The United States already had “loose fiscal and monetary policies” and a high debt-to-gross-domestic-product ratio—“above what was historically sustainable,” Rudolph says. And since the country has a high debt load, the first round of stimulus bills is pushing the ratio up another 10% to 15%, introducing the risk of stagflation.
Self-insured plans will also be affected if the economy does not bounce back soon. Stop-loss premiums are increasing from 10% to 20% annually, according to the 2019 Aegis Risk Medical Stop-Loss Premium Survey released last August. The rise in stop-loss premiums is due to several factors, which together cause leverage trend increases for employers, says Ryan Siemers, founder and principal of Aegis Risk, which specializes in stop-loss coverage.
Siemers advises his self-insurance clients to evaluate the rising cost of claims and consider periodic increases in stop-loss coverage deductible levels to determine whether it’s more cost-effective to incur higher claim exposure or pay higher premiums for stop-loss coverage. Employers with employees on temporary furloughs due to COVID-19 are continuing healthcare coverage, he says, and should notify their stop-loss insurer of any related plan eligibility revisions to avoid coverage confusion.
“What COVID-19 is showing,” Rudolph says, “is that the healthcare system in the United States needs to be more resilient. It means building redundancy into the system, maybe extra workers, masks, ventilators, perhaps stockpile regionally.”
Metabiota’s Lam also notes that building resiliency includes collecting the best data possible.

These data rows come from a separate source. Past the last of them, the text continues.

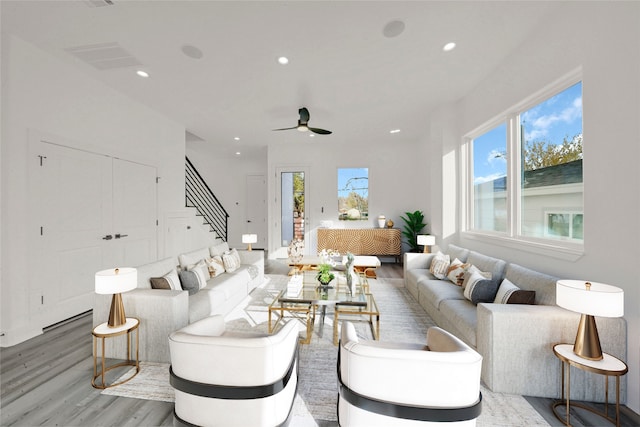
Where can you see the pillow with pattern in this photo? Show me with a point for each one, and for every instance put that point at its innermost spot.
(455, 272)
(439, 265)
(216, 266)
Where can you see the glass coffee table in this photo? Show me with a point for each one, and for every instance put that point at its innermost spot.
(310, 299)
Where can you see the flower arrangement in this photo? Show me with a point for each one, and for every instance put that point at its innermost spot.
(325, 276)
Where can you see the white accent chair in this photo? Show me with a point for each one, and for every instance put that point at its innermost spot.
(233, 379)
(386, 383)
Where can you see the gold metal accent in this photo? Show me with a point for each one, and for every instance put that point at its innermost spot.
(116, 313)
(587, 343)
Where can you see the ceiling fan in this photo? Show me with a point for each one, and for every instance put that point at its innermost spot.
(303, 124)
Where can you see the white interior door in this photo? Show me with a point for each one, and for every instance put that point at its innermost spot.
(80, 201)
(292, 220)
(256, 203)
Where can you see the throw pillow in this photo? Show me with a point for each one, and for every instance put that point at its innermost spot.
(455, 272)
(439, 265)
(508, 293)
(189, 281)
(219, 249)
(480, 289)
(202, 273)
(216, 266)
(231, 262)
(168, 281)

She says data from the coronavirus outbreak will “inform recovery strategies for the future, including diagnostics, comorbidity, and mobility data to estimate the impact on health outcomes.”
Resiliency also comes from more investment in a healthy public. “Everyone benefits when we have a healthy population,” Owen says. “Private insurers, employers, citizens, government. So it is in our best interest to support meaningful and effective public health initiatives now, just as it was in the past when public health attacked cholera outbreaks in London or polio in the post-war years.”
Just as prior generations left behind knowledge to benefit future generations, learning and acting on lessons from COVID-19 will benefit those to come.